Dès le début, Andrew Yao veut faire de la classe Yao une classe « internationalisée ». En plus des cours dispensés en anglais, il crée également des opportunités de recherches et d'échanges pour élargir l'horizon des étudiants. John Hopcroft, lauréat du prix Turing, a déclaré : « La classe Yao compte les meilleurs étudiants et le meilleur enseignement de premier cycle universitaire au monde. » Fin 2016, les étudiants de cette classe ont publié au total 121 thèses. Parmi eux, 42 étudiants ont été envoyés pour participer à des conférences internationales et y présenter leurs thèses. Près d'un tiers des étudiants de la classe Yao ont obtenu des résultats en recherches scientifiques, ce qui est très rare, même dans des universités étrangères de renom. « La classe Yao est devenue une grande marque mondiale de l'enseignement de premier cycle universitaire. Les meilleures universités espèrent attirer les étudiants qui en sortent, constate Andrew Yao. Cette année, l'université de Princeton accorde à elle seule 9 bourses à nos diplômés. »

 

En 2011, Andrew Yao a créé l'Institute for Interdisciplinary Information Sciences (IIIS), permettant de faire le lien entre l'informatique et d'autres disciplines. Son groupe travaille autour de recherches scientifiques interdisciplinaires qui englobent l'informatique, la théorie quantique, l'énergie, l'électricité, l'économie, etc. Il a mis en place un laboratoire d'ordinateurs quantiques, un laboratoire de sciences et techniques financières, et obtenu beaucoup de résultats. « Notre laboratoire d'ordinateurs quantiques est l'un des premiers dans ce domaine », souligne Andrew Yao.

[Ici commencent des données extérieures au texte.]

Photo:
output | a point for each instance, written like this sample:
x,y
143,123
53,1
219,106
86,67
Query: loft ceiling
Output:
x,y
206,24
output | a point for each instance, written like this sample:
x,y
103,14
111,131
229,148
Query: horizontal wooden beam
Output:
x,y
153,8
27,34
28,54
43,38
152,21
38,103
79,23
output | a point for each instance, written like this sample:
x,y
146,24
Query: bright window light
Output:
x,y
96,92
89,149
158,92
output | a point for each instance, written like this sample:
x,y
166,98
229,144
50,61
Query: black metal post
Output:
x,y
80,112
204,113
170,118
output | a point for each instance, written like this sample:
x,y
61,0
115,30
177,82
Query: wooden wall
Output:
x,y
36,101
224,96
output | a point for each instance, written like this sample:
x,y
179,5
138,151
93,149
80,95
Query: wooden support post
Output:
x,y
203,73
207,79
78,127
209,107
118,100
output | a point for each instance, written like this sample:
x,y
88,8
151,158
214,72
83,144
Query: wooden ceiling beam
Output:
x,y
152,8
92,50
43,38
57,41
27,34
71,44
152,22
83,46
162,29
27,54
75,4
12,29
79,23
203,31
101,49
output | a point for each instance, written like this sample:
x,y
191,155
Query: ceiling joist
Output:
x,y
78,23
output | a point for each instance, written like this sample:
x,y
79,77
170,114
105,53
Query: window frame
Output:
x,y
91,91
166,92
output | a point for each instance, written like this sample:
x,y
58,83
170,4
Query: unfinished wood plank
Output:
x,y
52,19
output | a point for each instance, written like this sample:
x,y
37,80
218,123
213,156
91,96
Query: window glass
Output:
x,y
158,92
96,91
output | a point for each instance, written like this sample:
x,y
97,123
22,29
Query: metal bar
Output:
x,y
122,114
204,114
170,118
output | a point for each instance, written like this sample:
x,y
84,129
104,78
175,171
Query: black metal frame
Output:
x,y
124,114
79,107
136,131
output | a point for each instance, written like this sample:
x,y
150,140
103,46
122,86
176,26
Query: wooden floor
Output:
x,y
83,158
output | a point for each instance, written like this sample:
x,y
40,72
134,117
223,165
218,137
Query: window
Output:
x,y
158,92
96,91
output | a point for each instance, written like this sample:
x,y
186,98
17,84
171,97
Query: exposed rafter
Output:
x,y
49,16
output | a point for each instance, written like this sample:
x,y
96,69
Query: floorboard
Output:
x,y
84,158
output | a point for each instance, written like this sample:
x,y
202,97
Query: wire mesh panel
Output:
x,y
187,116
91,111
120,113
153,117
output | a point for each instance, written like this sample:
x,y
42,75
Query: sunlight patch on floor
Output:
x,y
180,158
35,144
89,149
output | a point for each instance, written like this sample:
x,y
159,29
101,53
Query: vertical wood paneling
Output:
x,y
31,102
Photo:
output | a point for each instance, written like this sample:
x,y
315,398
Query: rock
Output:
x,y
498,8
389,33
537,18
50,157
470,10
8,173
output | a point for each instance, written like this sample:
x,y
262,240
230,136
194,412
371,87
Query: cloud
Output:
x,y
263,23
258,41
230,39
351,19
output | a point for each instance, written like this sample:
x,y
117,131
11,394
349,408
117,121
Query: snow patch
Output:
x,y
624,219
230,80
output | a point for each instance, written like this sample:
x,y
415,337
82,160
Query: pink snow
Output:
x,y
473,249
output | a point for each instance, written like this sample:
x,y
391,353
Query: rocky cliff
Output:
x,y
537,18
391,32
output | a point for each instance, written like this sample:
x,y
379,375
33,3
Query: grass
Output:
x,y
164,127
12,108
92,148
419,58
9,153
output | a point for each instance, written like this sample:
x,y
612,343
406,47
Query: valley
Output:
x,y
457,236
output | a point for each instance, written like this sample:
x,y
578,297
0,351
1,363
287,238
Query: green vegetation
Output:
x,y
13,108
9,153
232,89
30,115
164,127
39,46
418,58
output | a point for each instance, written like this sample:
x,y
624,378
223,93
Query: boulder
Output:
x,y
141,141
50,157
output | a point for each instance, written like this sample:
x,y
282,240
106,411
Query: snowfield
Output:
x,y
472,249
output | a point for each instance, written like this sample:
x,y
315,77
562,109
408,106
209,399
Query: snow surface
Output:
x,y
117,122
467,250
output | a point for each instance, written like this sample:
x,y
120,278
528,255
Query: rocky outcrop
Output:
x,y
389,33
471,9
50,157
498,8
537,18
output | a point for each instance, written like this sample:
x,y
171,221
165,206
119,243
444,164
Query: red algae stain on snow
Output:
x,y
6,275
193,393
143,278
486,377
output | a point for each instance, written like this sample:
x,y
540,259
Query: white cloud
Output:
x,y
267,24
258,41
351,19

Selon lui, les résultats qu'ils ont obtenus en partant de zéro sont miraculeux, même aux yeux des physiciens étrangers.

 

Les élites finiront par revenir en Chine

 

Sous son influence, quelques dizaines de professionnels de haut niveau ont choisi de rentrer en Chine. « L'économie chinoise enregistre une forte croissance économique et le pays accorde une place de choix aux recherches scientifiques. Cette clairvoyance est très importante », explique Andrew Yao.

 

Fondateur de la classe Yao, il sait bien que la plupart des diplômés de la classe choisiront de poursuivre leurs études à l'étranger, notamment aux États-Unis car les recherches avancées en informatique y sont très développées. « Nombre d'entre eux reviendront, assure-t-il. Pas tous les diplômés. Mais si la moitié des meilleurs étudiants retournent en Chine, ça sera déjà une aide précieuse pour le développement du pays. »

 

« De la même façon, je pense que la plupart des chercheurs chinois vont choisir de faire leurs recherches scientifiques en Chine », analyse-t-il. Selon lui, il faut à la fois que les établissements de recherche chinois apportent des solutions aux problèmes de la vie quotidienne des chercheurs rapatriés, et qu'ils fassent en sorte de créer un environnement de travail très dynamique « pour que ces scientifiques voient le retour comme le meilleur choix ».

 

Pour lui, la Chine possède une réserve de ressources humaines qualifiées et peut fournir des moyens financiers suffisants pour la recherche scientifique. Le grand retour des élites n'est donc pas très loin.

 

En 2014, il a abandonné la nationalité américaine, et en février 2017 il s'est reconverti en académicien de l'Académie des sciences de Chine. « Je suis très fier et satisfait d'être Chinois à 100 % », s'exclame-t-il.